In 2015, the Cannes Film Festival instituted L’Œil d’or (The Golden Eye), an award for the best documentary in any section. This year, Shirley Abraham and Amit Madheshiya’s The Cinema Travelers will compete for this award, as well as for the Caméra d’Or (Best First Feature). When I met the duo at a Yari Road coffee shop in Mumbai, a day before they left for France, they appeared pleasantly freaked out by the heady company they found themselves in. “We’re in competition,” Madheshiya said disbelievingly, “with the great Laura Poitras.”
Abraham and Madheshiya’s first collaboration was when they were in Delhi’s Jamia Millia Islamia: a short documentary on the Yamuna, for which they journeyed from the river’s source to its end. The Cinema Travelers, their first full-length documentary, tracks a different sort of journey, that of the travelling cinemas of Maharashtra. For decades, these tent cinemas have brought the experience of film-watching to areas where no theatres exist. Often touring in conjunction with religious fairs, they play films ranging from contemporary Bollywood to soft porn, Mithun Chakraborty actioners to Avatar, for Rs 10-30 a ticket.

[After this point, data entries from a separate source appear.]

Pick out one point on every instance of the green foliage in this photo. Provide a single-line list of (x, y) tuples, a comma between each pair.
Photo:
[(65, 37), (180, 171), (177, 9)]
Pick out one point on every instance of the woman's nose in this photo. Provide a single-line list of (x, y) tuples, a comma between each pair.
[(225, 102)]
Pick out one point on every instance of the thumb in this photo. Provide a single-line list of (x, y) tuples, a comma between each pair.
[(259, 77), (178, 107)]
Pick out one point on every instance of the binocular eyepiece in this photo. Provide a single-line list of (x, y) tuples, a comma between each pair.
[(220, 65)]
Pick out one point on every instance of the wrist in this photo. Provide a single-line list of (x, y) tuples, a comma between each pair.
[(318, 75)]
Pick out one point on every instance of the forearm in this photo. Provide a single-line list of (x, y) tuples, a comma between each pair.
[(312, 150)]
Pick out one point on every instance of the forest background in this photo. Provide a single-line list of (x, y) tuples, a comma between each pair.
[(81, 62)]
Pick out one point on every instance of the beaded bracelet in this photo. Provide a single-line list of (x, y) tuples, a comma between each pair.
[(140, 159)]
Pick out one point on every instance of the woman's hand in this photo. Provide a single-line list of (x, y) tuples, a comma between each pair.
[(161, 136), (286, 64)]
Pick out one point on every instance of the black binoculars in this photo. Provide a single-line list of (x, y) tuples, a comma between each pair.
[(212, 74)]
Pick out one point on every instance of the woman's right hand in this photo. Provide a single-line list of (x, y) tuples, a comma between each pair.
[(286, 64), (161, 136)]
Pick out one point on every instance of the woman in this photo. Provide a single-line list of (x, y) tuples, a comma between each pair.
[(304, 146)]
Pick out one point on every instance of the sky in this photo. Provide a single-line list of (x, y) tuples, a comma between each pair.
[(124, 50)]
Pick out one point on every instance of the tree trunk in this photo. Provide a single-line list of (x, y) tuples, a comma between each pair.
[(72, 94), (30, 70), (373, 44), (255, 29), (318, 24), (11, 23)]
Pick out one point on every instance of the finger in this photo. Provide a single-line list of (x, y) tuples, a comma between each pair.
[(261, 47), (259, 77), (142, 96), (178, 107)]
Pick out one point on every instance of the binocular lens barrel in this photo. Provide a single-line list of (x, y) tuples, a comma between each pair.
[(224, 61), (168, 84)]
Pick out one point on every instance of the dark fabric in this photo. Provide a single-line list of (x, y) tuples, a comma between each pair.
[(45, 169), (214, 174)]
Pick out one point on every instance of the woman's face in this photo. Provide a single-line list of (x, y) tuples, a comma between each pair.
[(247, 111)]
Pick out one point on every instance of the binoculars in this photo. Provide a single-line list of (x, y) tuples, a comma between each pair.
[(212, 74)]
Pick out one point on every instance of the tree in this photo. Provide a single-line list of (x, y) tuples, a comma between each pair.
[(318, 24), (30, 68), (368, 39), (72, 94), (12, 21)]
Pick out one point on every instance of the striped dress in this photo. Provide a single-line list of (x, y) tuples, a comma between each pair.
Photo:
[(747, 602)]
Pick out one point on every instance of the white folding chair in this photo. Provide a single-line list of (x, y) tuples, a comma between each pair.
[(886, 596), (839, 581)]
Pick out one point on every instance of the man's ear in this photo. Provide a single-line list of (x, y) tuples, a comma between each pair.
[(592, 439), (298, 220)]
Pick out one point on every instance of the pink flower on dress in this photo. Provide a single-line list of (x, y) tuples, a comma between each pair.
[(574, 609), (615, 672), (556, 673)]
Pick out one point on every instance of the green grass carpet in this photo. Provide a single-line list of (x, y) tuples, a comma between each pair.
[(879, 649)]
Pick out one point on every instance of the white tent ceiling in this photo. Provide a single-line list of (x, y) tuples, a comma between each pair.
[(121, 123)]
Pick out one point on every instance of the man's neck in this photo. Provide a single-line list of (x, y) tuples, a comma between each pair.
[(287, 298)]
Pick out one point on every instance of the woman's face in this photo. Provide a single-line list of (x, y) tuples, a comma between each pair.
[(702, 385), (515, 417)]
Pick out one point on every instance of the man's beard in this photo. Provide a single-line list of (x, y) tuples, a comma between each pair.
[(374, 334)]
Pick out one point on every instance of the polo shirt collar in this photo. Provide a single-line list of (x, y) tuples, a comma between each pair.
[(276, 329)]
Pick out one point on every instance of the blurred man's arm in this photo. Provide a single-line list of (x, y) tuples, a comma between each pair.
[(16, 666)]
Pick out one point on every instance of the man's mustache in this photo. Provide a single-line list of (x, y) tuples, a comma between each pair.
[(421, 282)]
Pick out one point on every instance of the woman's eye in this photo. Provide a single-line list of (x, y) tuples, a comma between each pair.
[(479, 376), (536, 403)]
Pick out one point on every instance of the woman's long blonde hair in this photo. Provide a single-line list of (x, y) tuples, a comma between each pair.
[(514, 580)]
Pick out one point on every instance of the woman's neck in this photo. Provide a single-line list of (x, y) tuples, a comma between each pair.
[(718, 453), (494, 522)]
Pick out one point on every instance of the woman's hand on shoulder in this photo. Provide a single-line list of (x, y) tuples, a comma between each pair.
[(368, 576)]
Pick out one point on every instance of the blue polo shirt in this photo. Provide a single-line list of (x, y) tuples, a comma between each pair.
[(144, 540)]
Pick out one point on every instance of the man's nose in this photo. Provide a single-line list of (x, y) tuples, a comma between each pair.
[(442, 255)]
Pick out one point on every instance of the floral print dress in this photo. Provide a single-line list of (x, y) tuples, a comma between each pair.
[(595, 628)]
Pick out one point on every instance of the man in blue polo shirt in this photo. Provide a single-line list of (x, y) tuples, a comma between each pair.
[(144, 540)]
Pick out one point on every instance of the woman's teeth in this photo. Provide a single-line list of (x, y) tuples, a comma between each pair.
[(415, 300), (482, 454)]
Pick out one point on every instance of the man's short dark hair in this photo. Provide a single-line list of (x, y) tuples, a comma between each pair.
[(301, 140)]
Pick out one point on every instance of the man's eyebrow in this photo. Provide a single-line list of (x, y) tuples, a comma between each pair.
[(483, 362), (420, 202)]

The project was conceived in 2008. For a couple of years, single-screen theatres had been shutting down across metros, and this led Madheshiya and Abraham to wonder how this experience was reflected in villages. They began visiting tent cinemas in Uttar Pradesh, West Bengal and Maharashtra. “It was a sight you’ve never seen before,” Abraham said of the first screenings they witnessed in Maharashtra. “So many travelling cinemas, so many tents hitched to the back of trucks, with screens erected inside and people watching. We were so curious: How does this still exist?”
Though it was their intention from the start to make a documentary, Madheshiya and Abraham wouldn’t start the actual business of filming for another three years. Instead, they dove into research, visiting archives and compiling oral histories. Information wasn’t easy to come by; it’s as if travelling cinemas barely existed as far as the larger narrative of Indian film was concerned. Eventually, they traced the first mentions of tent cinemas back to the mid-1940s, though they are fairly certain that the tradition dates back to the preceding decade. It began when people from villages came to Bombay, as it was then called, saw the cinema, and were so enamoured of it that they took back the technology. An early source of equipment, according to a recurring but unverifiable legend, was a Parsi businessman who sold projectors outside the Roxy theatre in Bombay.
By 2011, things were looking up. That year, Madheshiya won the prestigious World Press Photo award for his still photographs of night-time viewers at a tent cinema. Their research was nearing completion, with the help of funds from the India Foundation for the Arts and a fellowship from the Heidelberg University in Germany. They had also arrived at a theme that lent some artistic urgency to their project: the adverse impact of digital technology on travelling cinemas, in terms of changes in equipment and the erosion of the community experience of watching films. “We had travelled enough with our people to know that their association with a certain form of cinema—with film, with film projectors—is alive and deep and profound,” Abraham said. “We knew that this could be a lens to look at their lives, using that moment of change to explore something.”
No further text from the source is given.